Die Pflanze eignet sich nicht als Zimmerpflanze, sie sollte im Freiland angebaut werden, wo sie an hellen Standorten ihre schöne Blattfärbung ausbilden kann. Leider ist sie nicht ganz winterhart, daher sollten nur geschützte Lagen ausgewählt oder zusätzlich ein entsprechender Winterschutz in der kalten Jahreszeit verwendet werden.
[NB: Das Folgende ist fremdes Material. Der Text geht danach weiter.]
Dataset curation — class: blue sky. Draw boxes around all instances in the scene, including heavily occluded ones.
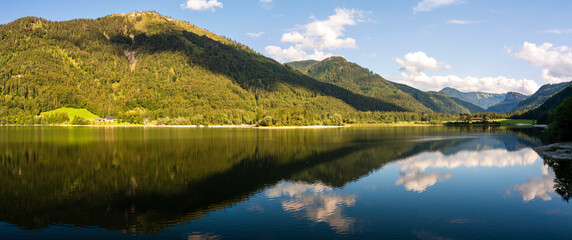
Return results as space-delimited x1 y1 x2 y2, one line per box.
0 0 572 94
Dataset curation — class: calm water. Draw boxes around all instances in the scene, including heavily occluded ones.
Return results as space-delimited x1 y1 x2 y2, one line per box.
0 127 572 239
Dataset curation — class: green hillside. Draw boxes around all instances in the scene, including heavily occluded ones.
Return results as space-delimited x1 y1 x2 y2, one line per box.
439 87 506 109
286 57 431 112
512 82 572 112
393 83 483 113
518 86 572 123
487 92 528 113
0 12 424 125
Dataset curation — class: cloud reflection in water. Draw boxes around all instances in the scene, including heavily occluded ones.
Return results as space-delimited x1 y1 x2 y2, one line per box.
395 148 540 193
514 165 556 202
266 182 356 232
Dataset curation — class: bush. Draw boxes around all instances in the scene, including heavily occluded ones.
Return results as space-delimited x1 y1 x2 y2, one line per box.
256 116 274 127
70 116 91 125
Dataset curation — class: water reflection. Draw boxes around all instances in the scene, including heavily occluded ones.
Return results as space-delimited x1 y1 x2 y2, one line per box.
395 147 541 193
0 127 572 239
514 165 556 202
266 182 356 232
395 170 451 193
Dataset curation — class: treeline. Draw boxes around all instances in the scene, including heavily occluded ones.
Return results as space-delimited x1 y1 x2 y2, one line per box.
0 13 424 125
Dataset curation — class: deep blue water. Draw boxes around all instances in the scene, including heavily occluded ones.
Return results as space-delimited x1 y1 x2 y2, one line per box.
0 127 572 239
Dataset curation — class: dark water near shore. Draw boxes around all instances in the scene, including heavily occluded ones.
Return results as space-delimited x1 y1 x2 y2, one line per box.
0 127 572 239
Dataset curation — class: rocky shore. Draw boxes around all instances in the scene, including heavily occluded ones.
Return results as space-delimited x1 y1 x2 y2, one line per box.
534 142 572 160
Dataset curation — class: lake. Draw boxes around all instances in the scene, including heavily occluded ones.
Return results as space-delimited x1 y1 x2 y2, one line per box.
0 127 572 240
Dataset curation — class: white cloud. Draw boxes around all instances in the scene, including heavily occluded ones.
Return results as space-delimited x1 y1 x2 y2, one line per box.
447 19 477 25
181 0 222 12
514 165 555 202
413 0 464 13
544 28 572 34
514 42 572 83
395 52 451 73
395 52 540 94
246 32 264 38
395 171 451 193
265 8 368 61
266 182 356 232
395 148 541 193
264 46 333 62
258 0 272 9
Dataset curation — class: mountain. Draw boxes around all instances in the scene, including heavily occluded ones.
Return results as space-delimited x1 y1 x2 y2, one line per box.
393 83 484 113
512 82 572 112
519 85 572 123
446 93 485 113
439 87 506 109
486 92 528 113
285 60 319 72
0 12 423 125
285 57 431 112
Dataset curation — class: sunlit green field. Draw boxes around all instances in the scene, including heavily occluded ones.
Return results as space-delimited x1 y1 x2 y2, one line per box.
491 119 536 124
40 107 99 120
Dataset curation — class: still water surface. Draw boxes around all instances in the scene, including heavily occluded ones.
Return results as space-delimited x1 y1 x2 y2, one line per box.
0 127 572 239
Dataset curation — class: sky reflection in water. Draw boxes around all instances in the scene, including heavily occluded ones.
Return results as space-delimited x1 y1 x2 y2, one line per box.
0 128 572 239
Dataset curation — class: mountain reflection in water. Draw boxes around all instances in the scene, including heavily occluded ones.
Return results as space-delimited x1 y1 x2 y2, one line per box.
0 127 572 238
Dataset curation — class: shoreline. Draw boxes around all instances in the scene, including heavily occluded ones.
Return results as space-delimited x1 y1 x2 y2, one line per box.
0 123 547 129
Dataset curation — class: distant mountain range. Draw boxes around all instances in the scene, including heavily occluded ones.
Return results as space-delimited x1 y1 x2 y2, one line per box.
285 57 484 113
512 82 572 112
439 87 506 109
486 92 529 113
0 12 570 125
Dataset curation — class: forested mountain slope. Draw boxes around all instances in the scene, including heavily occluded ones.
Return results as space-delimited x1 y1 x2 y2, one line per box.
439 87 506 109
512 82 572 112
286 57 431 112
393 83 484 113
0 12 415 125
487 92 529 113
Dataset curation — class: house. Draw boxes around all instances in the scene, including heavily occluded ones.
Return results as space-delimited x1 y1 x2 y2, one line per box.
103 116 115 122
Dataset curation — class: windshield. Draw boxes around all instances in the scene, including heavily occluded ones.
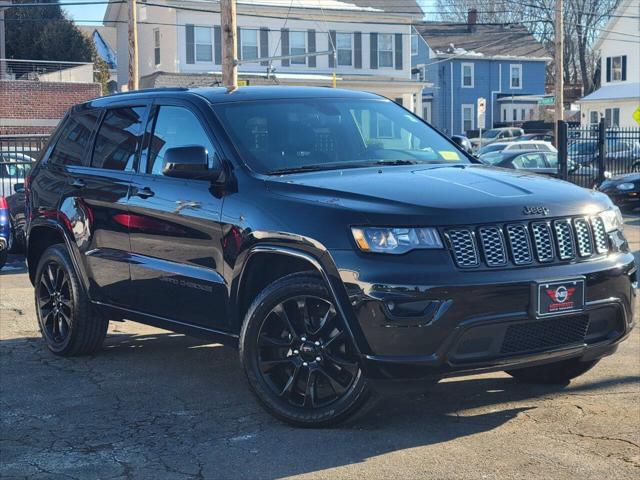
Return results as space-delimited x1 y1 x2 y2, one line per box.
478 143 507 155
568 142 596 155
215 98 470 174
482 130 500 138
480 152 504 165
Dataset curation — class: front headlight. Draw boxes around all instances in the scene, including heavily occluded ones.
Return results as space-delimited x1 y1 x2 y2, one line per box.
616 182 635 190
351 227 443 254
600 207 624 232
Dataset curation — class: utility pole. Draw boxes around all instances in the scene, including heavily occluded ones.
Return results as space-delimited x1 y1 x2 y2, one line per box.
555 0 564 137
128 0 139 91
220 0 238 89
0 0 9 79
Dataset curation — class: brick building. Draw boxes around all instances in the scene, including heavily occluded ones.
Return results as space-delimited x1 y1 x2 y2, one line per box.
0 80 101 135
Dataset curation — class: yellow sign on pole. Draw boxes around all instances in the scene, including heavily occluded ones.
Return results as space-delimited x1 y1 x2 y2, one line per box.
632 107 640 125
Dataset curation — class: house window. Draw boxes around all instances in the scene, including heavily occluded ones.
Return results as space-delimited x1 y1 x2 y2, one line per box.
462 63 474 88
153 28 160 65
604 108 620 128
289 32 307 65
336 33 353 66
411 35 418 55
462 104 473 132
611 57 622 82
378 33 393 68
240 28 258 60
194 27 213 62
509 65 522 88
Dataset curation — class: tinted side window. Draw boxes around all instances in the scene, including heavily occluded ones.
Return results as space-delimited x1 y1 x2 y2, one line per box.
91 107 146 170
147 106 215 175
50 111 99 165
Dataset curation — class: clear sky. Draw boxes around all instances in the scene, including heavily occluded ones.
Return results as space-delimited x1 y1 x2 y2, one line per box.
60 0 435 25
60 0 107 25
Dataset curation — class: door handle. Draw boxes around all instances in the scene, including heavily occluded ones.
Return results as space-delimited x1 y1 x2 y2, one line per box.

An Hand von Rückschlägen lassen sich die verwandtschaftlichen Verhältnisse zwischen den einzelnen Sorten ablesen, so auch bei ‘Jersey Doris‘. Die Annahme sie sei aus ’Pittsburgh’ entstanden leitet sich von den grünen Blattrückschlägen von ‘Jersey Doris‘ ab, welche der ’Pittsburgh’ sehr ähnlich sind. Peter Q. Rose vermutet hingegen in seinem Buch “Ivies“ (1996), da 'Sally', eine Auslese aus 'Sagittifolia Variegata', eine geringe Ähnlichkeit mit ‘Jersey Doris‘ hat, könnte 'Sagittifolia Variegata' möglicherweise die Ausgangssorte sein. Dagegen sprechen aber die oben erwähnten Rückschläge, ’Sagittifolia’ oder ’Star’ ähnliche Blätter sind bei der Veränderung des Laubs von ‘Jersey Doris‘ unbekannt.

Lit:
Ingobert Heieck,1983, 7. Gesamtliste 1982/83, Gärtnerei Abtei Neuburg, Heidelberg-Ziegelhausen
Sabina Mueller Sulgrove, 1987, New and Noteworthy Ivies: Hedera Helix Cv. Jersey Doris, in: Ivy Journal April 1987 Vol. 13 No. 1, S.18-20
Robert Krebs, 1995, Das “Sport“ -Verhalten einiger Sortengruppen, in: Der Efeu Freund Nr.14, 1995 Ausgabe 2, S.14-20
Peter Q. Rose, 1996, Ivies, The Gardener’s Guide to Growing, Timber Press, Portland, Oregon, USA, S.85
Russell A. Windle, 2003, Katalog Hedera ETC, Lionville, PA, USA

  • Hedera helix 'Jersey Doris' 07 (7)
  • Hedera helix 'Jersey Doris' 07 (8)
  • Hedera helix 'Jersey Doris' 08 (2)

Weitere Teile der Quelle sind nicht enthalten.